13,8 billones de años después del inicio del universo…
Dejemos
pasar un poco de tiempo. El ruido huyó y se disolvió en lo lejano, dejando a Eme en medio de esa ausencia. La noche
misma le dio la espalda, y el omnisciente dios de la vida dejó de mirarlo.
Incluso yo me fui. Quedó como siempre solo. ¿Y yo? Yo no debía volver a aquel
lugar execrable. Pero era un lugar que no descubría, sino al que regresaba, y
como todo regreso, me completaba. Ahora estaba a salvo entre mis iguales. La
pureza del aire en la comunidad de la secta de la memoria me rodeaba. Pero
sumergido en esa castidad, en esa sociedad de idealistas que iba tejiendo su
utopía y su quimera, yo pensaba en secreto en Eme, en Hans Hahn y su
amor imposible, en la otra especie tan obviamente corrupta, pero que veía por
primera vez con compasión. En los etairesis
y su perfecta soledad, pero sobre todo en Eme.

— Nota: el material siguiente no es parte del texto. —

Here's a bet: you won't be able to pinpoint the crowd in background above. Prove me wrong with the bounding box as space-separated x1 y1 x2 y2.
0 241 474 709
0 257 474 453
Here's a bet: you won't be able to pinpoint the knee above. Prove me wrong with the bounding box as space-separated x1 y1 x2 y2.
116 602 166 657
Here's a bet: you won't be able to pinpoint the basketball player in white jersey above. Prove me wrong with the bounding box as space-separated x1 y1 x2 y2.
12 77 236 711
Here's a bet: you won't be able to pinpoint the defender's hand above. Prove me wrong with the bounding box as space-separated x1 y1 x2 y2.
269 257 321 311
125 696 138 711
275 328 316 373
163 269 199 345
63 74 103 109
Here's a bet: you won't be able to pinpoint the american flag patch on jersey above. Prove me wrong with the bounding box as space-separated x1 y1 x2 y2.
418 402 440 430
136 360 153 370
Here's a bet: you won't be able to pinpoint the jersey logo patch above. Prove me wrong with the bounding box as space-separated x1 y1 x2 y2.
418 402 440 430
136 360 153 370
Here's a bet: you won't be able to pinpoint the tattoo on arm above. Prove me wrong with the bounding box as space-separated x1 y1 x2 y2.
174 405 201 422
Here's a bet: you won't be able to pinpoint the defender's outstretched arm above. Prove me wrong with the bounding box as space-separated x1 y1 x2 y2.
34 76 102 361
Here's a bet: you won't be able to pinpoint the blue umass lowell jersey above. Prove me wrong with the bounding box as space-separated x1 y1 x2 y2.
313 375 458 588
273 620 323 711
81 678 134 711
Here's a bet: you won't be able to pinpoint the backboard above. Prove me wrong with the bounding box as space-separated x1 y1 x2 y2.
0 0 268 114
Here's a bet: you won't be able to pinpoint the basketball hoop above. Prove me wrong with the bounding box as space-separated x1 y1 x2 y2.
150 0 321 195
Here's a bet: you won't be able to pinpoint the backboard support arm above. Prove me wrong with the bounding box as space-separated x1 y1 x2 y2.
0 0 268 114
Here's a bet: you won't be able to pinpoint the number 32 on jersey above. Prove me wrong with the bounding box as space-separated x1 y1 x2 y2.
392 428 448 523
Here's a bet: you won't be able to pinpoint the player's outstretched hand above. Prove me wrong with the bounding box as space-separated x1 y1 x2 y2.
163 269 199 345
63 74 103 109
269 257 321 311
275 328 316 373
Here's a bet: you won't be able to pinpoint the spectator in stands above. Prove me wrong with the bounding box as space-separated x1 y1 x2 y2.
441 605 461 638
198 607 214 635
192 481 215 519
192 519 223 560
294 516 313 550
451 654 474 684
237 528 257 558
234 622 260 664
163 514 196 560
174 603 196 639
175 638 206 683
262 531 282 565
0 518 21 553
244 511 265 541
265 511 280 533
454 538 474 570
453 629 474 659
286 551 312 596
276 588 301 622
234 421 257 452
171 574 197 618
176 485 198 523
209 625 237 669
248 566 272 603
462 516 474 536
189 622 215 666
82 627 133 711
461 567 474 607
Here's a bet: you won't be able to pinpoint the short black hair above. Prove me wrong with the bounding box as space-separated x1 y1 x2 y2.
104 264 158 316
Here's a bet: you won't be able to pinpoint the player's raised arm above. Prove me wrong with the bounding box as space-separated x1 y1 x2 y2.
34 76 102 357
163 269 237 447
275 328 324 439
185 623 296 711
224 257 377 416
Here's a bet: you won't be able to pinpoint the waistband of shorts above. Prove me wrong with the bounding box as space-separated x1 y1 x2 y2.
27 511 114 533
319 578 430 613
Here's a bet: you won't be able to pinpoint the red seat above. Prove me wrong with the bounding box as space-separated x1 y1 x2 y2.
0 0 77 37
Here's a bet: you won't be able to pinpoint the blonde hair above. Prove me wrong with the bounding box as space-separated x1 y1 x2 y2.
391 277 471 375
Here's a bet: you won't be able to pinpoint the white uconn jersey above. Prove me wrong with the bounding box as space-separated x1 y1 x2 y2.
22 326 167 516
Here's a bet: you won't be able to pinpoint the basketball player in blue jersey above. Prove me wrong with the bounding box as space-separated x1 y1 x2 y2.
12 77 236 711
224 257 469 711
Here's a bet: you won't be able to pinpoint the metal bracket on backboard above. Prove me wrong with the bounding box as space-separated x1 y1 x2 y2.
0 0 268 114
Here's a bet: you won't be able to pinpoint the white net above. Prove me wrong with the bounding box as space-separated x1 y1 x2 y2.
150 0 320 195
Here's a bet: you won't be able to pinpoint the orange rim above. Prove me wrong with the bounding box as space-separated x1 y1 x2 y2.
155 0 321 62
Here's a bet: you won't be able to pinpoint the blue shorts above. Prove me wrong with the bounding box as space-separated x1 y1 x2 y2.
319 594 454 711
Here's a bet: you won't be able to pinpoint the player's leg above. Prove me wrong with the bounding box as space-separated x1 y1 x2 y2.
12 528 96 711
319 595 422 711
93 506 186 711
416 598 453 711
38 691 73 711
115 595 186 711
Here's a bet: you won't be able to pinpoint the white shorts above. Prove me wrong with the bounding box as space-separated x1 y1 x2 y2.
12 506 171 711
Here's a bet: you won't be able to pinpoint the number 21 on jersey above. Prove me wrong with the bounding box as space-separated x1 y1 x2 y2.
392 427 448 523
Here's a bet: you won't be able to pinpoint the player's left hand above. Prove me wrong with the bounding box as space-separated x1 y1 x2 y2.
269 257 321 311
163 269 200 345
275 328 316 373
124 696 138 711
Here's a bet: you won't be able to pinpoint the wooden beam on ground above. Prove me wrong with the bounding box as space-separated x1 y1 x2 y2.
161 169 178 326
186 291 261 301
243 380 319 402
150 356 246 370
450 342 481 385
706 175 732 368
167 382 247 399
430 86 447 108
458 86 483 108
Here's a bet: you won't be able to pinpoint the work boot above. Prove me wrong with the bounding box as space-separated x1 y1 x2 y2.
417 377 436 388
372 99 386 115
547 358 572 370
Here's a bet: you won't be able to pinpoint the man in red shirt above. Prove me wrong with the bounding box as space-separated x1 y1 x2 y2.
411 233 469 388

Así traicionaba mis creencias.
Comparaba
sus torvas miradas y deseos con la limpieza de los ojos de nuestro maestro: Ahelos, que en nada se asemejaba a esos
castigados por el infierno. Acaso la corpulencia de Milo, que ahora dormía dejando caer un hilo de baba de su boca,
podía recordarme esa tosca carnicería, donde se vendía y consumía la carne
humana. Pero que vomitaba con desprecio las almas. Pero no, aquel aprendiz mudo
tenía en los ojos más torpeza que malicia. A menudo solo miraba el suelo que
parecía captar continuamente toda su atención, a su lado Izzi, que por su fuerza también parecía uno de aquellos tristes etairesis, pero las ingenuas
conversaciones que de rato en rato aparecían entre esos dos fuertes e
inofensivos jóvenes eran infinitamente diferentes. Si buscaba en esa ingenuidad
lo malo, era porque lo necesitaba, o me llamaba su hedor, descubrí que, si
había algo parecido a esa maldad en esta noche, ese algo era yo.
Y
saber eso, sin confesarlo, me convertía ya en un embustero.